KQ Article

Making Emotional Connections

To earn consumer loyalty, you must appeal to the heart before the head.

by Dan Hill
Aug 04, 2008

Emotional engagement and preference drive business success. It’s as simple as that, as recognized a century ago by banker J.P. Morgan when he wrote, “A man makes a decision for two reasons: the good reason, and the real reason.”

As Morgan knew in penning those words, the “good” reason is the one we can all justify to ourselves and others. It’s a matter of rationalization, or what the French psychologist Claude Rapaille has called “the intellectual alibi.”

Meanwhile, the “real” reason is, of course, emotional — how something strikes us in our gut. Now-retired General Electric C.E.O. Jack Welch was brave and honest enough to title one of his books, Straight from the Gut, reflecting the reality of how we all truly behave.

FEELINGS HAPPEN FIRST
For a decade now, I have been helping blue-chip companies, some of which do business in the financial services sector, address and benefit from the reality that  consumers are primarily emotional decision-makers.

We’ve known this instinctively, and we’ve known it more consciously since shortly after World War II. That’s when the U.S. government funded brain research that led to the realization that human beings actually have three brains, of which the oldest and, frankly, most influential are the sensory and emotional brains. The rational brain came later — and neurologically, it surrenders first-mover advantage to the emotional brain.

In other words, everybody feels before they think. It might make us uncomfortable to recognize that we’re not nearly as rational as we imagine. But in addition to setting you free, the truth can enable you to get a whole lot closer to your consumer base, which thinks and decides matters in a manner much closer to Homer Simpson than Mr. Spock.

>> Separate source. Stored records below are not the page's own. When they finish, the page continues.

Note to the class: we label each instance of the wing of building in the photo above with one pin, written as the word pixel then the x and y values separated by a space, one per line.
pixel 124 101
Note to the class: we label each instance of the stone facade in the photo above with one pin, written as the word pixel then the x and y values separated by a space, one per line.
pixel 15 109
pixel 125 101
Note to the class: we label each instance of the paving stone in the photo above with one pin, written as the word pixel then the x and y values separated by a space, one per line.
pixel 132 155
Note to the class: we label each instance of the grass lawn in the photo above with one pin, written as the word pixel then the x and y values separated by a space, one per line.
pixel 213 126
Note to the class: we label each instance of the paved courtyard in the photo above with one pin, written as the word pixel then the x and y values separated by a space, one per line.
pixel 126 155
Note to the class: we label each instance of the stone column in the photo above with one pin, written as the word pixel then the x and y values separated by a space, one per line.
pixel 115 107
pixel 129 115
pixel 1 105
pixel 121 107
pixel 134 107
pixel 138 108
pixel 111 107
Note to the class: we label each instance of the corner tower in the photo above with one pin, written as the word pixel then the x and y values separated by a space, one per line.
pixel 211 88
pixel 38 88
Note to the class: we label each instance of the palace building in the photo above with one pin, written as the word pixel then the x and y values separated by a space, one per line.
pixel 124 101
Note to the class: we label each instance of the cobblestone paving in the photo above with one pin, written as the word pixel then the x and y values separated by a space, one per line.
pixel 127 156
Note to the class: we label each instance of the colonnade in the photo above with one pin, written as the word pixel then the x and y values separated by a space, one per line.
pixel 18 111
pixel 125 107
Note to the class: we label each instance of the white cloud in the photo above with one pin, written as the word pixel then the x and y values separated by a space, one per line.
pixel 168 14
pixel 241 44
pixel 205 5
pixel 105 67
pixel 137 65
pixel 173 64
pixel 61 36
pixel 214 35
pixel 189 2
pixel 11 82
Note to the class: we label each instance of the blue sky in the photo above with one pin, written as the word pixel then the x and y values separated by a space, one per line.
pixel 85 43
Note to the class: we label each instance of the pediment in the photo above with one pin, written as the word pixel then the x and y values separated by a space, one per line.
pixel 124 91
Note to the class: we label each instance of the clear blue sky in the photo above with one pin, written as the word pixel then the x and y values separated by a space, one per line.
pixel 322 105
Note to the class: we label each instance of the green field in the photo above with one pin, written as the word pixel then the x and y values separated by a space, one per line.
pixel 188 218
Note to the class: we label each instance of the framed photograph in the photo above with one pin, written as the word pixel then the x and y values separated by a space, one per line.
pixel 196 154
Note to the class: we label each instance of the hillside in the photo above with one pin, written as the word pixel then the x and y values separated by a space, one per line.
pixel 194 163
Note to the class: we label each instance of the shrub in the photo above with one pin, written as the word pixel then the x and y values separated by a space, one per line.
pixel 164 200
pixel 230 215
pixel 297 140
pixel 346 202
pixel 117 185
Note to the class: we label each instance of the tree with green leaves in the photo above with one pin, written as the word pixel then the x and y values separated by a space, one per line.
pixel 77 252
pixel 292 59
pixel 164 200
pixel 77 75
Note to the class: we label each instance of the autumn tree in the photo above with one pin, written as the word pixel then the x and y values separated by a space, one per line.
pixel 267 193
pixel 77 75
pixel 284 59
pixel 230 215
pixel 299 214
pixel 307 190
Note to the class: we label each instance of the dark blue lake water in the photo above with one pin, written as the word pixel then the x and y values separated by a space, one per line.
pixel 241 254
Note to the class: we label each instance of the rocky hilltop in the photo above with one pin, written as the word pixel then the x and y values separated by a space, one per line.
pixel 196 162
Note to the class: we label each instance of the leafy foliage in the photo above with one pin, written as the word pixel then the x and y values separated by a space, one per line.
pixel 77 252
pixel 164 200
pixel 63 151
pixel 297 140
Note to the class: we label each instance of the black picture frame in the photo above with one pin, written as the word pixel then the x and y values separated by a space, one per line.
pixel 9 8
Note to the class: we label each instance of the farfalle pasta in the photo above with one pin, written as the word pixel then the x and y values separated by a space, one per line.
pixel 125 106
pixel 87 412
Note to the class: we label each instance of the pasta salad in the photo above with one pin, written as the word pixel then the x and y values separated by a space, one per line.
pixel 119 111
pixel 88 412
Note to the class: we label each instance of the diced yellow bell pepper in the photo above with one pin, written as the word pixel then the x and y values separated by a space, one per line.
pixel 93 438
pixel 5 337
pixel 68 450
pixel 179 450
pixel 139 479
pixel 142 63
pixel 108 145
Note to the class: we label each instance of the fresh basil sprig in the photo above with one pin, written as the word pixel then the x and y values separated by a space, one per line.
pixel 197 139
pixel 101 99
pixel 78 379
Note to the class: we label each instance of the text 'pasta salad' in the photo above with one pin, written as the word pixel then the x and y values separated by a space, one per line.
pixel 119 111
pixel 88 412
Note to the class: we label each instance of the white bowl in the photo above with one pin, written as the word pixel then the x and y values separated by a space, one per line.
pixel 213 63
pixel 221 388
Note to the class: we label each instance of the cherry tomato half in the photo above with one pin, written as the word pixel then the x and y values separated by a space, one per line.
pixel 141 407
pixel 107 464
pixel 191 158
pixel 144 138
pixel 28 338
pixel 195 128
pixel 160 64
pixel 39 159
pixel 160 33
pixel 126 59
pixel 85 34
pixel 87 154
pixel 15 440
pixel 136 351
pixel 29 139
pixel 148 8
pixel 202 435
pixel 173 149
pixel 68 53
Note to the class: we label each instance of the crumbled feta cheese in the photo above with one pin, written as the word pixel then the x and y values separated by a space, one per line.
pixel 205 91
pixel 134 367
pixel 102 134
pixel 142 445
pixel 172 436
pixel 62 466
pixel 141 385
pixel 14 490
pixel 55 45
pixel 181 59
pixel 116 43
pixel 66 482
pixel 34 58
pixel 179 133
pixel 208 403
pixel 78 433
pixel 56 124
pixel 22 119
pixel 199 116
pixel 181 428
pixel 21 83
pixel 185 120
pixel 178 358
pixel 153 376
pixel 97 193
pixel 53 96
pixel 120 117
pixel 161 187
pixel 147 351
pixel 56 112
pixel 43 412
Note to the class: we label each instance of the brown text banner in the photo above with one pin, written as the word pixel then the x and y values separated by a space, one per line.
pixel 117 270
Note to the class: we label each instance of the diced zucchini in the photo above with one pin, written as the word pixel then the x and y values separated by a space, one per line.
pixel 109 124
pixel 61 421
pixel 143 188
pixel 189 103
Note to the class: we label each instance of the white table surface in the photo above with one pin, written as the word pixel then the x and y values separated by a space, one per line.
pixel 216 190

KEYS TO EMOTIONAL CONNECTIONS
The breakthroughs in understanding the human psyche, and how people “think” and how they make decisions, are highly complex subjects that require a book to explain. I know this because I’ve written two of them on how companies can take advantage of this greater understanding of people to make more money. To summarize, here are five quick principles to bear in mind:

  1. Half the brain is devoted to processing visuals — so make sure your branding and retail settings have a reassuring dominant visual element. By reassuring, I mean a simplified version of Maslow’s famous Hierarchy of Needs. Most of ours reads this way, in ascending order: security, then comfort, then pleasure. You can’t get to the top rung, pleasure, without addressing the others first.
  2. Remember that not only do people feel before they think, they assign value emotionally. Think about it. Any financial services company can make a lot of claims. And these claims are often quite difficult to independently assess on a rational basis. But we are all blessed with gut instincts, and we depend on them to decide whether something feels right. Want to achieve loyalty? Well, loyalty is a feeling, after all. As Jeffrey Gitomer writes, “Don’t give anybody any feelings you wouldn’t want to have yourself.”
  3. Strive for elegant simplicity. Steve Jobs is no dummy when he advocates for this. The average reader of a consumer journal will notice a print ad for only two seconds. So don’t let your marketing get in the way of your key message. The brain takes in 11 million bytes of information a second, but we only consciously process about 25 to 40 per second. In other words, your financial institution’s best chance of connecting with consumers is intuitively, not rationally.
  4. Keep in mind that it’s hard to hug a giant. Most companies address the public with a demeanor much like a gigantic robot. Resist this. Instead, use a more intimate, personal voice through the words and tone you select. Big, abstract words impress only yourself. As Marc Gobe warns, “American Airlines has an identity” — but so what? — whereas “Virgin Airlines has a personality.”
  5. Appeal to reason as well as emotion. Make it easy for customers and members to rationalize doing business with you. Why mention this now, after all this preaching on the gospel of emotion? The answer is simple: the reasons you give people to feel smart and safe about doing business with you are emotional in nature. Here’s an analogy to clarify this idea: Although we lie in the bed of our decisions on an emotional basis, the blankets we use to keep warm at night are like the reasons a company gives us to make us feel snug and cozy about them.

The bottom line is that the emotional brain’s response comes first, very quickly and inevitably colors the rational response. There is no purely rational response. This is a fact you can bank on.